Questa volta per il suo collega Chiquito tutto è uguale meno un dettaglio: il colo- re della pelle. Non è nero, come quello della ragazza che riceveva lettere anonime per aver preso troppi dieci in una scuola di Pisa. Ma chiaramente non è bianco («Credevo fosse arabo», dirà una passante dopo aver offerto due euro). È un colore che permette di misurare se e come questi italiani della stazione Lepanto a Roma siano capaci di premiare il talento quando esso si esprime in una persona venuta da fuori. Tagliati fuori dalla mente tutti i condizionamenti e i pregiudizi — qui tutti sembrano pensare solo ad arrivare al lavoro o a scuola in tempo — questo diventa un tentativo di vedere se siamo capaci di remunerare e dunque integrare un immigrato che sa fare qualcosa bene come un italiano.

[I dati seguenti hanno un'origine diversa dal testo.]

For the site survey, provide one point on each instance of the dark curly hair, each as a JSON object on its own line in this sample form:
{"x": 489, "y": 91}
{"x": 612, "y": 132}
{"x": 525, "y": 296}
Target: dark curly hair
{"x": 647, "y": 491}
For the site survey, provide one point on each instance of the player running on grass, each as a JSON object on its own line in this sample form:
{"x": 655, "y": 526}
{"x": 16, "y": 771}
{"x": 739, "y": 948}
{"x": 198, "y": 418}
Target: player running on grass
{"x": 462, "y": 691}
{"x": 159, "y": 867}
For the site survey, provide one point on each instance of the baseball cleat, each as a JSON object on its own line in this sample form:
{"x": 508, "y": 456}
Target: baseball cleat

Sia Parazzoli che Chiquito in questi loro lunedì mattina a Lepanto sono mendicanti con un violino; dunque la pietà umana, se c’è, si applica a entrambi. Ma riceveranno dai passanti lo stesso trattamento o il colore della pelle li differenzierà?

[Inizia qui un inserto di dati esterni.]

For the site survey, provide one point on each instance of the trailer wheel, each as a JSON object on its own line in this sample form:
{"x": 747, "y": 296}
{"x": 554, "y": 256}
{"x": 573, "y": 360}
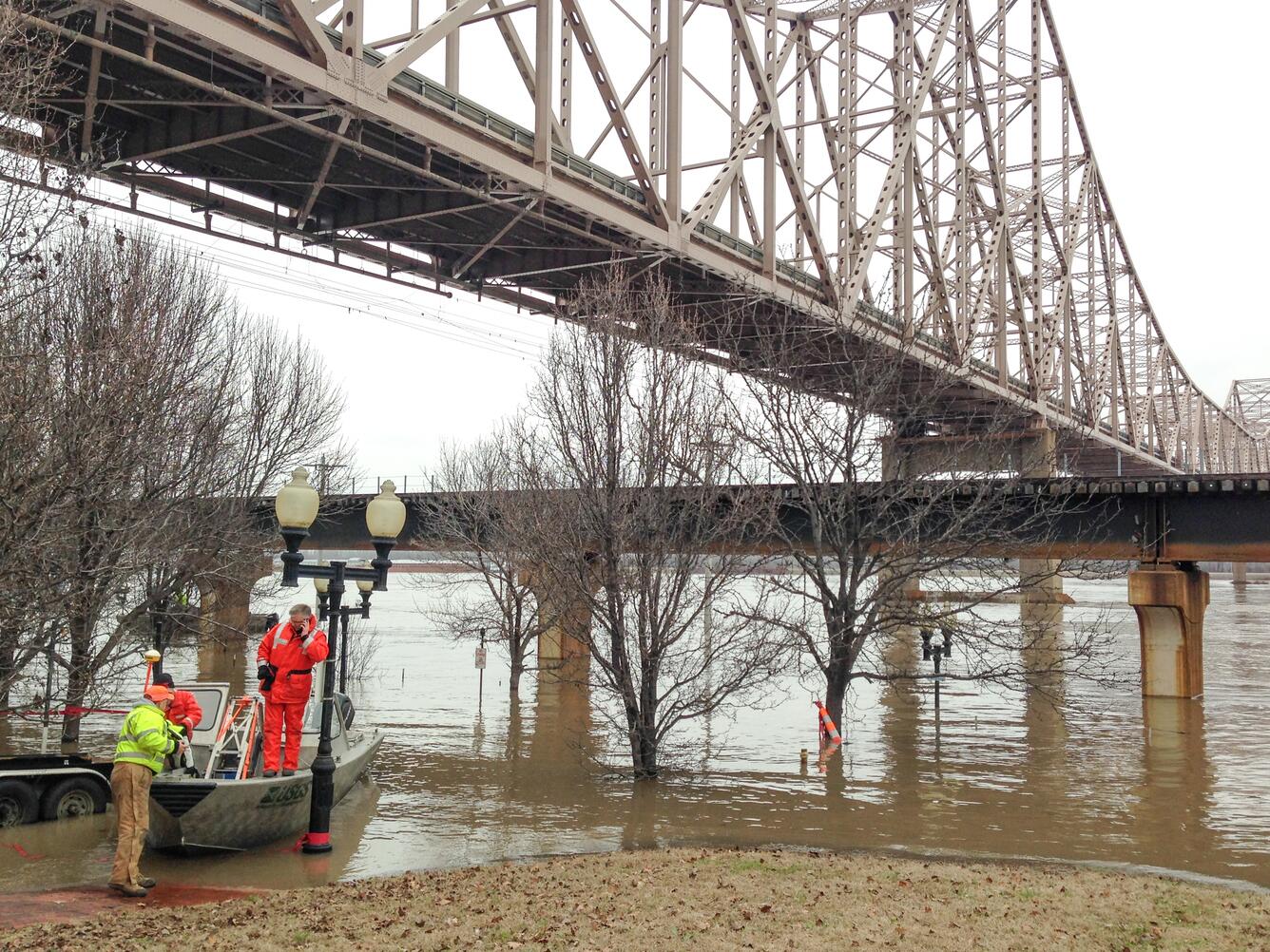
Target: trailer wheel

Dopo mezz’ora davanti al violinista colombiano impegnato su Bach hanno camminato 2.028 persone. In undici gli hanno lasciato qualche soldo: lo 0,54% dei passanti, dunque appena meno che per Parazzoli. Ma hanno pagato una somma doppia, 24,83 euro (fra cui sette monete da 5 centesimi, una da 2 e sei monete da un cent). Se Lepanto è l’Italia, questo forse non è un Paese chiuso al talento quando si presenta sotto un diverso colore della pelle. O almeno è un Paese che non riserva meno compassione ai bisognosi venuti da fuori che a quelli cresciuti qui. Ammesso, naturalmente, che sia ancora possibile racchiudere il mondo in una stazione della metro attraversata da una musica di Bach.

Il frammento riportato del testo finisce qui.